Soal cadangan devisa juga menjadi jawaban atas seberapa besar kemampuan intervensi Bank Indonesia (BI) dalam menjaga nilai tukar rupiah. Kekuatan intervensi BI hanya sebatas menjaga volatilitas, bukan menetapkan rupiah harus berada di level berapa. Butuh cadangan devisa yang sangat kuat seperti China jika ingin memiliki kemampuan intervensi sekuat itu.
Bagaimana supaya kuat? Surplus neraca perdagangan harus naik, jadi bukan cuma mengandalkan capital inflow. Untuk mencapai kondisi itu, bukan hanya BI yang bekerja. Peran pemerintah, dalam hal ini Kementerian Perindustrian dan Kementerian Perdagangan, sangat dibutuhkan.

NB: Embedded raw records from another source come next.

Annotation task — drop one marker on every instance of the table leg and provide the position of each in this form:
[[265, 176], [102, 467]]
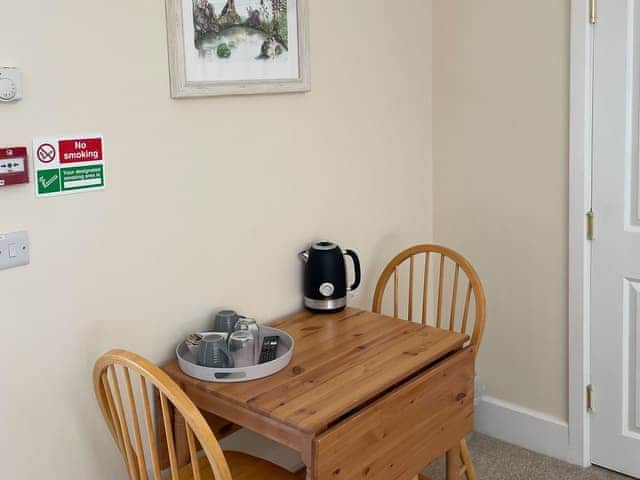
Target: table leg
[[453, 463]]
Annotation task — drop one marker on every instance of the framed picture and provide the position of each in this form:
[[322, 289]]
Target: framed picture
[[238, 47]]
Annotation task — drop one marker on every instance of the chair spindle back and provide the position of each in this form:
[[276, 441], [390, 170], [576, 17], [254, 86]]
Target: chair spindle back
[[127, 411], [442, 257]]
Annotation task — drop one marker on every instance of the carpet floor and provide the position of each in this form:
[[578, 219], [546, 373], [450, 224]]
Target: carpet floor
[[495, 460]]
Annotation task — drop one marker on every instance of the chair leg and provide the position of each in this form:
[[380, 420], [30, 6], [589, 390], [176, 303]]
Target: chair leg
[[467, 461], [453, 463]]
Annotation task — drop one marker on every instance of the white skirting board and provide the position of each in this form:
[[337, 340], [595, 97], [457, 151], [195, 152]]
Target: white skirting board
[[522, 427]]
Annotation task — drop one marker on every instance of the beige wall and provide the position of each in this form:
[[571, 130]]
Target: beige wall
[[501, 94], [208, 200]]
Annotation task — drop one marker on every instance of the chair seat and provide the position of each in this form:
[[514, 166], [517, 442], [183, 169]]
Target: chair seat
[[243, 467]]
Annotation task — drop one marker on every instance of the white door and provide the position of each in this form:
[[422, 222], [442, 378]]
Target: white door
[[615, 280]]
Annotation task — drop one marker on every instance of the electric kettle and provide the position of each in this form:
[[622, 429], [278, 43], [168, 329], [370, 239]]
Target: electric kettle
[[325, 276]]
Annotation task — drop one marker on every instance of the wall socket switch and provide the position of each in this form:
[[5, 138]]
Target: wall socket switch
[[14, 250]]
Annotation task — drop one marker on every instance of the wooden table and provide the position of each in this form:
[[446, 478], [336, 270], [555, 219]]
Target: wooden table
[[365, 396]]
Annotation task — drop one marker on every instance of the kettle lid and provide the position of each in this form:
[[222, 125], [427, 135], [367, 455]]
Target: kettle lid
[[324, 245]]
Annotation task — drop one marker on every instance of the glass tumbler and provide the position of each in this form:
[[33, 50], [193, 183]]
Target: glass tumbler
[[242, 346]]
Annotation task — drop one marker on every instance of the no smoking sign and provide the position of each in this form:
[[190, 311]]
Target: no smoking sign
[[66, 165], [46, 153]]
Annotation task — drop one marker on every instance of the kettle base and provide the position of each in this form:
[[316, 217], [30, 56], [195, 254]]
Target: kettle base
[[325, 306]]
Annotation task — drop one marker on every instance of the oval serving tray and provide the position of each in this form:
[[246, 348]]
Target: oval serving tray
[[188, 363]]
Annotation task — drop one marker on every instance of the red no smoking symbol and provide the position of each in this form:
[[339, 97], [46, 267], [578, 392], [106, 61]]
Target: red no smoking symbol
[[46, 153]]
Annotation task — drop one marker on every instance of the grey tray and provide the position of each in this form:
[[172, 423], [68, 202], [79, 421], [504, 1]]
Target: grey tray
[[189, 365]]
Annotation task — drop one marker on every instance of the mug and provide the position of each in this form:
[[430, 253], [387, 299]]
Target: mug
[[242, 346], [225, 321], [213, 352]]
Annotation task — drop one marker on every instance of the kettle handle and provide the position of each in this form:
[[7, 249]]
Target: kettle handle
[[356, 265]]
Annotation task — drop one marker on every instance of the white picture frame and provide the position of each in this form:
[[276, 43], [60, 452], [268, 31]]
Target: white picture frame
[[200, 71]]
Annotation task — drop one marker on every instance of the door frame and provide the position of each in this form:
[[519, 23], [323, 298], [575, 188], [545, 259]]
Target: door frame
[[580, 170]]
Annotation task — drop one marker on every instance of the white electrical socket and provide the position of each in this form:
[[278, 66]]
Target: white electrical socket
[[14, 250], [10, 84]]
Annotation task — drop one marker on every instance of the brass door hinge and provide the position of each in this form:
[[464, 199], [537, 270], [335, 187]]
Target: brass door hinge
[[590, 225]]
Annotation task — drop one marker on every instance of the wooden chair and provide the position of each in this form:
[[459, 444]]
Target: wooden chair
[[127, 411], [474, 291]]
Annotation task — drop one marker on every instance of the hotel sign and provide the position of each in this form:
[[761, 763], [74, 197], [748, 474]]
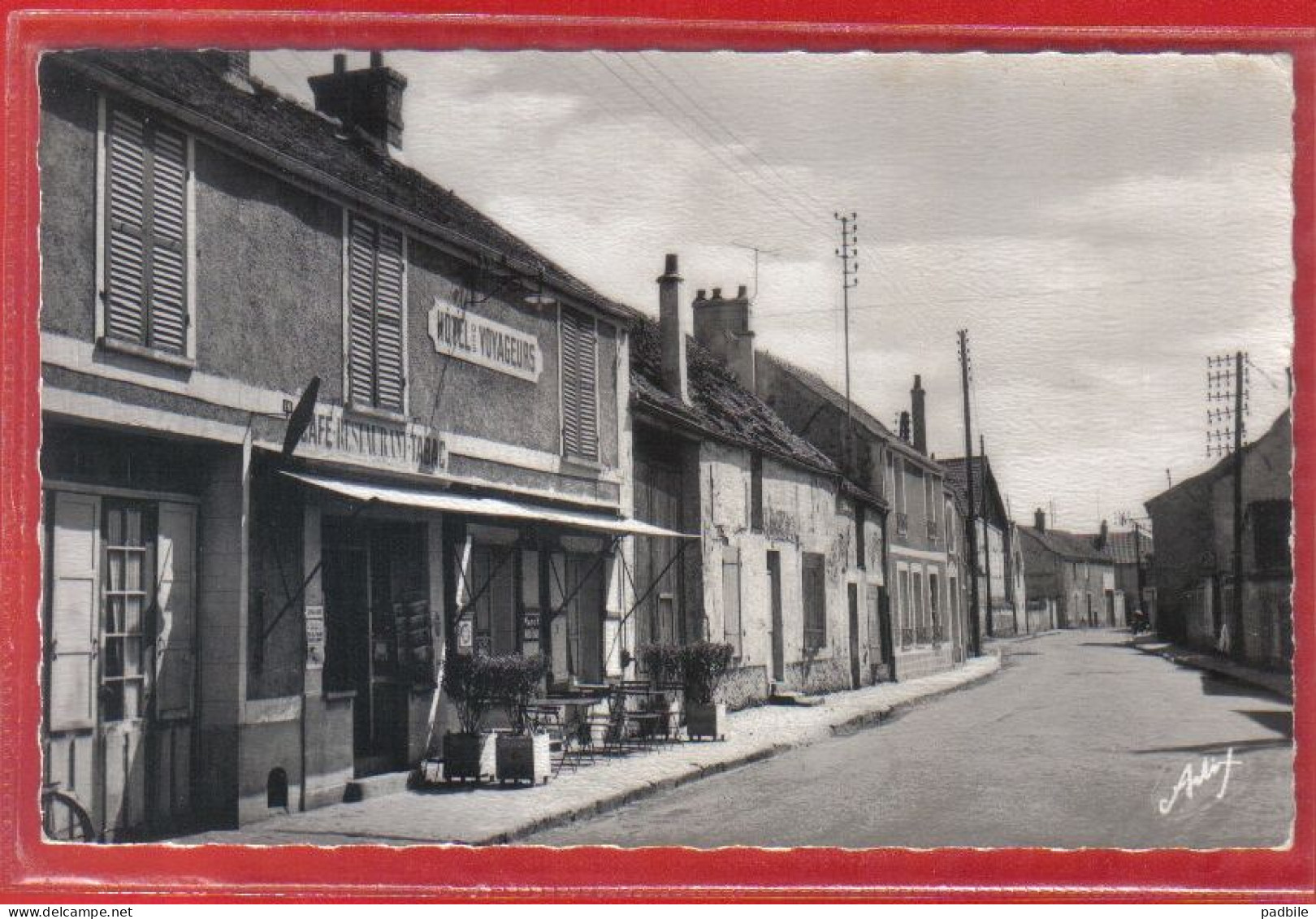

Namun, bukan berarti sistem yang dianut selama ini buruk. Sebenarnya, dengan sistem yang membiarkan rupiah mengambang tapi juga tetap terkontrol, justru memberikan gambaran yang lebih riil.
Saya optimistis, kurs rupiah kecil kemungkinannya melewati batas Rp 14.000. Selama ini, level Rp 14.000 memang menjadi batas psikologis. Jika level ini ditembus, capital outflow bisa lebih besar. Tapi, kecil kemungkinannya kurs rupiah menembus batas itu.
Dengan kondisi makro seperti saat ini, rata-rata pergerakan rupiah akan stabil di level Rp 13.650 hingga akhir tahun. Soalnya, kondisi makro ekonomi Indonesia masih cukup stabil. Nilai ekspor kita juga masih bisa tumbuh, seiring dengan harga komoditas yang lebih tinggi.